Chronique

mary sue
Voice Memos From A Winter In China

2024

Singapour, cité-état tapissée d’arbres et d’immeubles, semble protégée des remous qui agitent la région. Préférée à Hong Kong par la bourgeoisie « expatriée », elle jouit d’un PIB par habitant parmi les plus élevés au monde, et d’une stabilité politique et sociale comparable à celle de son climat chaud et humide, uniforme tout au long de l’année. Comme souvent dans les enclaves sans histoires, la jeunesse en quête d’aventure tourne son imagination par-delà les mers. Ainsi la trap, la drill et autres avatars du rap mondial serviront comme ailleurs de références à la nouvelle vague de rappeurs de l’archipel. C’est à l’adolescence que mary sue se prend de passion pour le Kanye West nerdy et bricoleur des débuts, avant de ne plus se retrouver dans le style de production de plus en plus boursoufflé du rappeur de Chicago. Les modèles du jeune singapourien deviennent alors ceux en marge des modes, les MF Doom ou The Alchemist, brillants représentants d’un rap souvent décrit à tort comme « orthodoxe » pour avoir le malheur de privilégier l’immédiateté dans la transmission, au service d’une certaine forme de profondeur et d’authenticité émotionelle.

Des émotions au coeur du rap de mary sue, dont les premiers textes naissent lors de son service militaire, en remède à l’ennui et à la solitude. Son approche délibérement brute et son set-up minimaliste font de lui un cousin musical de MIKE, nouveau héros d’un rap à la sincérité portée à bout de bras et à fleur de peau, que cela soit dans les textes, le mixage ou les choix de productions. Interrogé par Bandcamp Daily, mary sue revient sur cette filiation spirituelle avec le rappeur de New York : « Il n’a pas besoin d’écrire comme un orfèvre ou de déborder d’assurance pour s’exprimer. Mon premier album parlait du décès de mon grand-père, et la sincérité avec laquelle MIKE parle du deuil dans ses textes m’a permis d’y trouver refuge. » Loin d’être un simple ersatz asiatique de son estimé collègue, mary sue développe un style lyrical bien à lui, dont la force poétique s’affine d’un album à l’autre. Sur son précédent album Kisses of Life, le rappeur faisait montre d’une vulnérabilité qu’on ressentait comme cathartique à une période difficile de sa vie. Sur Voice Memos From A Winter In China, c’est une intériorité plus tranquille et tout en maitrise qui s’exprime au long du disque.
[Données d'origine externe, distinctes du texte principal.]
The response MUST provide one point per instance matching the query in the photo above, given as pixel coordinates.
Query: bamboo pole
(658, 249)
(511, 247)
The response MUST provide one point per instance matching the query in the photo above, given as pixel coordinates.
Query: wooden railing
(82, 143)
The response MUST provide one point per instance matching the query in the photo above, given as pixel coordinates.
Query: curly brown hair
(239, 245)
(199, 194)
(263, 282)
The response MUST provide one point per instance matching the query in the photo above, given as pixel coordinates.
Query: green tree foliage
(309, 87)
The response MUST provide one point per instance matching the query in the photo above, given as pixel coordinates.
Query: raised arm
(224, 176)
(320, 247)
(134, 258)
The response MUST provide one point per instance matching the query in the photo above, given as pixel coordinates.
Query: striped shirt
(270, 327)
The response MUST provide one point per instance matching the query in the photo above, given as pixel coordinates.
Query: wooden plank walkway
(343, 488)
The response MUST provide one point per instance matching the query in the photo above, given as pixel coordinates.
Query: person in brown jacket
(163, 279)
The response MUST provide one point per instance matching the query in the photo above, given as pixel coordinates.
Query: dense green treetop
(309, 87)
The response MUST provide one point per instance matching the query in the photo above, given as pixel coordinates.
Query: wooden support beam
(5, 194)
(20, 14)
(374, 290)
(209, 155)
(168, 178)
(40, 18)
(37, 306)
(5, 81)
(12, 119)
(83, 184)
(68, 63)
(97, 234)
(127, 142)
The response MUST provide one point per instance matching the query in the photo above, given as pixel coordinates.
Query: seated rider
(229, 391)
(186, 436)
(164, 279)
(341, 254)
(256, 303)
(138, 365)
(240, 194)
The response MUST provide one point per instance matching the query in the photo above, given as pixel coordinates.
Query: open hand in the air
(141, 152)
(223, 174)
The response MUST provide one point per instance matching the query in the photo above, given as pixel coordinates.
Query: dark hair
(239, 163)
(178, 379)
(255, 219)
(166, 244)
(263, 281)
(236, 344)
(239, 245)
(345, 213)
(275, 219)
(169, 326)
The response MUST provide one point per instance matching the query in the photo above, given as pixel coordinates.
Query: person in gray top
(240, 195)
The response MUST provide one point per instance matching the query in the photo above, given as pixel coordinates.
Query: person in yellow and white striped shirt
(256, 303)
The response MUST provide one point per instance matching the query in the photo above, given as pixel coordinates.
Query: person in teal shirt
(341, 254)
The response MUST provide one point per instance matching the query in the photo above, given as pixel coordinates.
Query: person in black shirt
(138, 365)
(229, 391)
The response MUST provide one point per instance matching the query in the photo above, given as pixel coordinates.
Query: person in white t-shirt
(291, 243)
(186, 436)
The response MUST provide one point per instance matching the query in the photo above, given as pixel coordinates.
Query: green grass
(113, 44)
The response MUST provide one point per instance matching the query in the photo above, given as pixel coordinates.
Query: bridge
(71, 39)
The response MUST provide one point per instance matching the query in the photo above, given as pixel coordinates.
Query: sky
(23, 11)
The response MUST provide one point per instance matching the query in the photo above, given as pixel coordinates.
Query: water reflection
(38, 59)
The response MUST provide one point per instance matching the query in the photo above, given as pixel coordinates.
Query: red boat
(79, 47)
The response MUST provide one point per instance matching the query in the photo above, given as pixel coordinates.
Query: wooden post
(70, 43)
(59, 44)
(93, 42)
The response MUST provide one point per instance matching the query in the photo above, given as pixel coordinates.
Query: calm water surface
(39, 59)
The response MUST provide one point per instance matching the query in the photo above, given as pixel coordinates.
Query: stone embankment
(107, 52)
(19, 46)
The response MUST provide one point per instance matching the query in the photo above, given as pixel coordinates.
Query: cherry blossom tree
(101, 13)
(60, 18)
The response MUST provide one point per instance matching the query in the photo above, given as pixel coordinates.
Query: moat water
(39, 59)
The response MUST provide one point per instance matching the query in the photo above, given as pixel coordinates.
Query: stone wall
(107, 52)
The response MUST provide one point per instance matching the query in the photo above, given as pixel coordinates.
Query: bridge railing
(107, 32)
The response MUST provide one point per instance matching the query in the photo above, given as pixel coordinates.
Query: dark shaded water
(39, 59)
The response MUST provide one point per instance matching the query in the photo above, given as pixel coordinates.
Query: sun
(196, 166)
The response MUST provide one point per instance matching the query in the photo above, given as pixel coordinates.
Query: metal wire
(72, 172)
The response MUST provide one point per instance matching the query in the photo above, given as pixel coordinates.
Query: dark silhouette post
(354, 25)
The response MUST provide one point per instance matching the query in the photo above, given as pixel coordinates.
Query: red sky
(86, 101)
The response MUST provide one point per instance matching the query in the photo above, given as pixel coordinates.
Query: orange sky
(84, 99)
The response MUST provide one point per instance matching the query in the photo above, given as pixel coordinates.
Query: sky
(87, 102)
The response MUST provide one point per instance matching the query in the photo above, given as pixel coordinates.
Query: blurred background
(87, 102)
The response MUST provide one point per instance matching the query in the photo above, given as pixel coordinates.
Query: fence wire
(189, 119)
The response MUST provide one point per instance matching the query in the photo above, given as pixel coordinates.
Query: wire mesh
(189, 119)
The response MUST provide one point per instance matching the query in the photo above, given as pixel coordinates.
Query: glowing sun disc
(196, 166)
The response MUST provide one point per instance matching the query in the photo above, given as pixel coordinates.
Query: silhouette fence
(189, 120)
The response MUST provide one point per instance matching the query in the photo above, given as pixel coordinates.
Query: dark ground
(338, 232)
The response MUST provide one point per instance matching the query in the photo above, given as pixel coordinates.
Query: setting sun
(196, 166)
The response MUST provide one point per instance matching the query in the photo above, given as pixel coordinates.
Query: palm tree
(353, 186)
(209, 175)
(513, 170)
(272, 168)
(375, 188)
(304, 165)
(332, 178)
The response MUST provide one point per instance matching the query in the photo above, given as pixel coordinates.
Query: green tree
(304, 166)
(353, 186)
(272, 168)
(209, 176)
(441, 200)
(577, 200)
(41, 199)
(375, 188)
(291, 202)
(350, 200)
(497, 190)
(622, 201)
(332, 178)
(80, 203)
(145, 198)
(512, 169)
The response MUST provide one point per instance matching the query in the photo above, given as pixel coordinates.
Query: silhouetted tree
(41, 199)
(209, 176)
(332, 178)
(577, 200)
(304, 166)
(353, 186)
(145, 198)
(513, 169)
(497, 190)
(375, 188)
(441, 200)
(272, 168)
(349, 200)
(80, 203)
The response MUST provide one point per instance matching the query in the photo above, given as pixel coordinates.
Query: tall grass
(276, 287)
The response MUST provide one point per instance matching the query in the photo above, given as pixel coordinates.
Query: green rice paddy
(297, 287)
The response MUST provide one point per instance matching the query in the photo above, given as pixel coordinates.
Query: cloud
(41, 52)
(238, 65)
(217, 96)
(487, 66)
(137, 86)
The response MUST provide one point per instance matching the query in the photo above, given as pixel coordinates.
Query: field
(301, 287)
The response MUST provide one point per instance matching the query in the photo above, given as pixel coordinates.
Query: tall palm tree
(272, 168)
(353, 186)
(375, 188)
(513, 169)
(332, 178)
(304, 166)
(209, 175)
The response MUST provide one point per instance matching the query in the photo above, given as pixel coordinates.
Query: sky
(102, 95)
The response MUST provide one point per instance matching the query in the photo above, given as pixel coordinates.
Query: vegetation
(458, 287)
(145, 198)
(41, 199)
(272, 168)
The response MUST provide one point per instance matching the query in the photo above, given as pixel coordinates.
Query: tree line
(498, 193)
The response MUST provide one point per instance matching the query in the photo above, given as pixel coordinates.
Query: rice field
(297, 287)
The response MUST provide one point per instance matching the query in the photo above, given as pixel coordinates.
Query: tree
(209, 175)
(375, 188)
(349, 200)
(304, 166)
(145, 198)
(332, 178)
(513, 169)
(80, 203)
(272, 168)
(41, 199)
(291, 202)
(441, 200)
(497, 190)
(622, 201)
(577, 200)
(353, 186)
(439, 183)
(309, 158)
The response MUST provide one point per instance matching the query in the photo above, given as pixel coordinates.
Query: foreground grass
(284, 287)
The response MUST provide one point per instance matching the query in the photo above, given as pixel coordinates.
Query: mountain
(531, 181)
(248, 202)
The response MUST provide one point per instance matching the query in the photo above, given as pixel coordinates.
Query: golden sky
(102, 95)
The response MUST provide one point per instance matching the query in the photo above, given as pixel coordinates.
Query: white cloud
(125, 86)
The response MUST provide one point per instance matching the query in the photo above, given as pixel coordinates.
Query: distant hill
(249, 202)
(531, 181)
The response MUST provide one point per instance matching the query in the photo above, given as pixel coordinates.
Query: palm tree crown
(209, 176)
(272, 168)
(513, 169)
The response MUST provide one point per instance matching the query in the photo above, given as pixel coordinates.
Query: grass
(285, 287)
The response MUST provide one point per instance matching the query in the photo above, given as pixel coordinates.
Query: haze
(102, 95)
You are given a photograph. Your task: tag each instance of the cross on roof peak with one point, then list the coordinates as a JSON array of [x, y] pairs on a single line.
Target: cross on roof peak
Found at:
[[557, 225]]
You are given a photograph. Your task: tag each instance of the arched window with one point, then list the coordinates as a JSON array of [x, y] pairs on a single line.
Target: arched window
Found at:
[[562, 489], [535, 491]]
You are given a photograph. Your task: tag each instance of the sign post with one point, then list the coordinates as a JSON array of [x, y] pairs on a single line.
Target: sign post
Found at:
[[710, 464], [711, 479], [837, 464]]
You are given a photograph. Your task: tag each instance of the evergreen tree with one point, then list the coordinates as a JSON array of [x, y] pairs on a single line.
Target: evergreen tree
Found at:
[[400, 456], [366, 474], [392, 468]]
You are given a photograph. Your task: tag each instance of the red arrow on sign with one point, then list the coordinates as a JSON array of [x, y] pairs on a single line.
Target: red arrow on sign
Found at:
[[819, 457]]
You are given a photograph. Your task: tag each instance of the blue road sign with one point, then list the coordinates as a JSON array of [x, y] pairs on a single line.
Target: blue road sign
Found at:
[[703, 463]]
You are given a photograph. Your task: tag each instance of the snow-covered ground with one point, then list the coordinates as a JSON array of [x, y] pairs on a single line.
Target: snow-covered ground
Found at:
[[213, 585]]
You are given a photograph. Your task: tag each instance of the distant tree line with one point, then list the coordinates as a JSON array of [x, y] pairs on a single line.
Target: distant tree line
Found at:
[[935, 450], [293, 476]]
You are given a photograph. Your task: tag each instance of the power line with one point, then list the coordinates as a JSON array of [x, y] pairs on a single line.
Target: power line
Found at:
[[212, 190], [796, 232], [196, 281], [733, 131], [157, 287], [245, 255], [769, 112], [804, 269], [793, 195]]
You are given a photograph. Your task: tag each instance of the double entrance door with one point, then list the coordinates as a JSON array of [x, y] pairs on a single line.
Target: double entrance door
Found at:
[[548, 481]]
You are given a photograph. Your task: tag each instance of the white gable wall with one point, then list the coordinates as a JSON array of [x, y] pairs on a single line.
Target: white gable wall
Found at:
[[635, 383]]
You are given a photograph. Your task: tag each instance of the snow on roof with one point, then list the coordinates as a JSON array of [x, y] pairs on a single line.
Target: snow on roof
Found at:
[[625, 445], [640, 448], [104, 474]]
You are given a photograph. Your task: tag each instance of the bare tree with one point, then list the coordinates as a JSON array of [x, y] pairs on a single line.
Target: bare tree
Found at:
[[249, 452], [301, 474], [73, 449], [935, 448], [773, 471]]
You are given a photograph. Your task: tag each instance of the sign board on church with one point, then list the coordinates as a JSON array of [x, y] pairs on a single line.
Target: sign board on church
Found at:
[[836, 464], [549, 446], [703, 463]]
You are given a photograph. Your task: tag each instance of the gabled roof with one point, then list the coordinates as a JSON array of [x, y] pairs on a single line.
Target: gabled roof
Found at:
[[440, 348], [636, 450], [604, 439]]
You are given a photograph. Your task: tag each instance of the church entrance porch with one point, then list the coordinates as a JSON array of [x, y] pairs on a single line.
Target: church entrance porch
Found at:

Pour un album-concept conçu comme un carnet de voyage intime de sa tournée à travers la Chine, où l’artiste fera la connaissance de l’hiver, jusqu’alors un rêve distant pour cet enfant de l’Équateur.

Et si pour les habitués du changement des saisons, l’hiver est souvent synonyme de repli sur soi, voire de blues plus ou moins intense, pour mary sue, cette saison en Chine ressemble au contraire à un rejaillissement printanier. Les boucles sont chaudes et souriantes comme un soleil pâle se reflétant sur le paysage enneigé, la voix profonde du rappeur qui les surplombe semble plus sereine et posée que jamais. Les moments de vie qui ponctuent l’album, les enregistrements de concerts et quelques souvenirs éparses évoquent cette joie d’échapper à la chaleur ambiante, pour mieux mettre au travail son propre feu intérieur :  « inner fire all nighters in some new nations / inner fire burn brighter when the year ages. » Un motif que l’on retrouve tout au long de l’album, comme sur « Sentimental Thingz », où le feu n’est pas tant synonyme de rage ou de destruction que de transformation : « own my time but it was too late / i watch it burn, i watch it burn / i watch it churn and exude hatred / staring at the ashes on my feet / swear im good baby, slow time i escape grief ». Comme bercée d’une confiance nouvelle, l’identité singapourienne de mary sue semble émerger naturellement, comme quand il imite avec le public le cri du Coucou koël, un oiseau typique de l’archipel. Ou lorsqu’il délaisse l’anglais pour rapper en mandarin sur « Expired Toffee », sur la production du guitariste Kenzo Nagari, rencontre toute douce entre références new-yorkaises et une certaine tradition chinoise. Imprégné dans son âme par l’hiver chinois, mary sue n’oublie pas d’y apporter sa sensibilité, portant un regard neuf et lumineux sur une saison plus souvent subie qu’elle n’est vécue.